Это было там, возле ворот Сен-Дени, на маленькой улочке, где много подозрительных отелей и лавчонок со сластями. В ту пору он еще не был комиссаром. Женщины носили платья прямого покроя и подбривали волосы на затылке. Предварительно ему пришлось зайти в два или три соседних бара и в каждом выпить рюмку перно. Он до сих пор помнит запах этого напитка, равно как и запах пота и грязных ног, царивший в маленьком отеле. Комната была на четвертом или пятом этаже.

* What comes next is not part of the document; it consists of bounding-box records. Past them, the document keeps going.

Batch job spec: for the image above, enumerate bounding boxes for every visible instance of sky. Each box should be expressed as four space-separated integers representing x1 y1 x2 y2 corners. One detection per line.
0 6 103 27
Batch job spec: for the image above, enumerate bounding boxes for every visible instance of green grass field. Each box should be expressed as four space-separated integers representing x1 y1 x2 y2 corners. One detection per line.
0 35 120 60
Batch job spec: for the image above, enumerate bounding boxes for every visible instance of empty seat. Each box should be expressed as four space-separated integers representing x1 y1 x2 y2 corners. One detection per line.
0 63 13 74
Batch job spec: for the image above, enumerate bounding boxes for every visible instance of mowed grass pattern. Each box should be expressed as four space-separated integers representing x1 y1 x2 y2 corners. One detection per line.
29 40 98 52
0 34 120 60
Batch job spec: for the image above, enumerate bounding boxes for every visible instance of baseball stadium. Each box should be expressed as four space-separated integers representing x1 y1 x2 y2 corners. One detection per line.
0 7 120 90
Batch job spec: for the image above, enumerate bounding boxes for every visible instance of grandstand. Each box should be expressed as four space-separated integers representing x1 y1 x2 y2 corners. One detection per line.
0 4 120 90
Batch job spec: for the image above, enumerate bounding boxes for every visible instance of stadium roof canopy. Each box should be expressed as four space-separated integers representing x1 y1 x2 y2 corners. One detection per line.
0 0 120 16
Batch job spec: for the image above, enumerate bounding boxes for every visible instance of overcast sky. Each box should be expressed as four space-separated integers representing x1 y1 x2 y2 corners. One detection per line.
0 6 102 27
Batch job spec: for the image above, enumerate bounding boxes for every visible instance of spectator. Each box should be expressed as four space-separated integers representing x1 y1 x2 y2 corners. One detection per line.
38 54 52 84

Он ошибся дверью и сначала попал к какому-то негру, который сидел на кровати и играл на аккордеоне. Видимо, музыкант, работавший на танцульках. Нимало не смутившись, негр движением подбородка указал ему на соседнюю дверь.

— Войдите!

Голос надтреснутый, прокуренный или пропитой. У выходившего во двор окна высокая девушка в ярко-голубом халате жарила на спиртовке котлету. Она была ростом с Мегрэ, а может быть, и выше. Спокойно оглядев его с ног до головы, она тут же спросила:

— Вы кто, шпик?

Когда он нашел на зеркальном шкафу бумажник, набитый деньгами, она и бровью не повела.

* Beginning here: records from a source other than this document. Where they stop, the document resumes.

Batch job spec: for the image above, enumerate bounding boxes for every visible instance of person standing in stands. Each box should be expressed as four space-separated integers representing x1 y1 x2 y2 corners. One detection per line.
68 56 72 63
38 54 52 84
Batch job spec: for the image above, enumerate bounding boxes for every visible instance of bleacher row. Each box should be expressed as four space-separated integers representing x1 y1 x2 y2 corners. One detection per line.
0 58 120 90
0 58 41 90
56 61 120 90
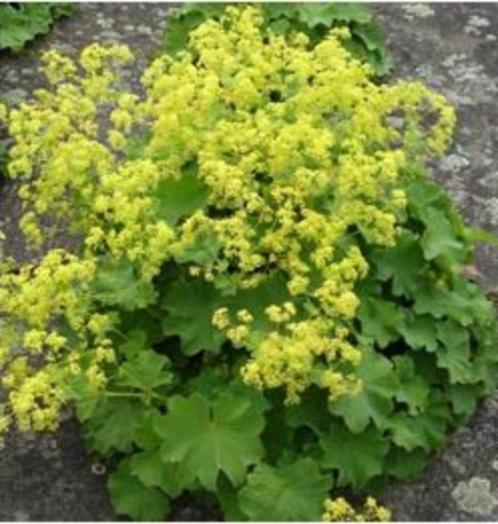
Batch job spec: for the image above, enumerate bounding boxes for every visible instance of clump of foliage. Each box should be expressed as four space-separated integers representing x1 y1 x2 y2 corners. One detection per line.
0 2 74 53
0 7 498 520
164 2 392 76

— Это дело рук моей подружки.

— Что за подружка?

— Фамилии не знаю. Зовут ее Люлю.

— Где она живет?

— Ищите сами. Ведь это ваша профессия.

— Одевайтесь и следуйте за мной!

Речь шла всего лишь о том, что проститутка обокрала своего клиента, но уголовная полиция придавала этому делу определенное значение не столько из-за размера суммы, хотя она была довольно значительной, сколько из-за того, что пострадавший, крупный скототорговец из Шаранты, уже успел пожаловаться своему депутату.

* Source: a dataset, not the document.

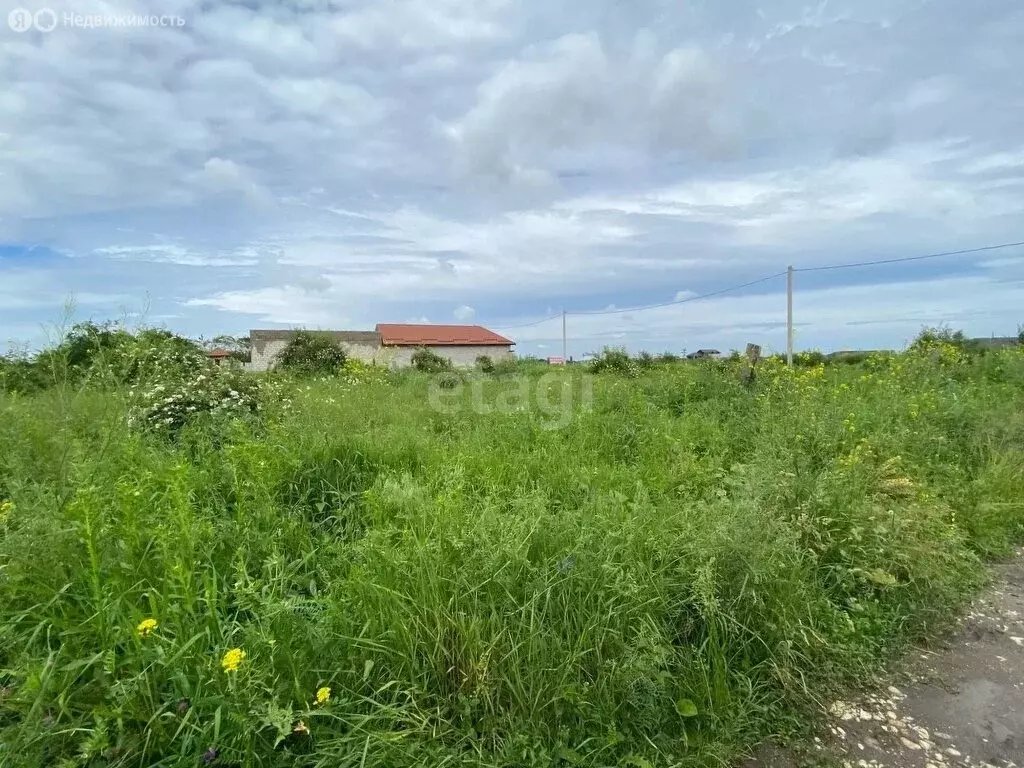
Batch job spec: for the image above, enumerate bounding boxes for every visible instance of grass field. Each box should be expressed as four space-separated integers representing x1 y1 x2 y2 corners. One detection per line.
0 343 1024 768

— И не подумаю, пока не доем котлету.

В тесной комнате помещался только один стул, и Мегрэ пришлось стоять, пока девица не спеша жевала свою котлету, не обращая на него никакого внимания, словно его и не существовало.

В ту пору ей было лет двадцать. Бледная, с бесцветными глазами и длинным костистым лицом. Покончив с котлетой, она поковыряла спичкой в зубах. Потом стала заваривать кофе.

— Я же просил вас одеться!

Он изнывал от жары. Его тошнило от вони и духоты. Быть может, девушка угадала, что ему не по себе.

Она спокойно сняла халат, потом рубашку, трусы и, растянувшись нагишом на неубранной постели, закурила сигарету.

— Я жду! — с нетерпением сказал Мегрэ, пытаясь не смотреть в ее сторону.

— Я тоже.

— У меня ордер на арест.

— За чем же дело стало? Арестуйте меня!

— Немедленно одевайтесь и следуйте за мной!

— А куда мне торопиться?

Положение становилось смешным. Девушка по-прежнему была невозмутима, пассивна, и только в ее бесцветных глазах мелькал насмешливый огонек.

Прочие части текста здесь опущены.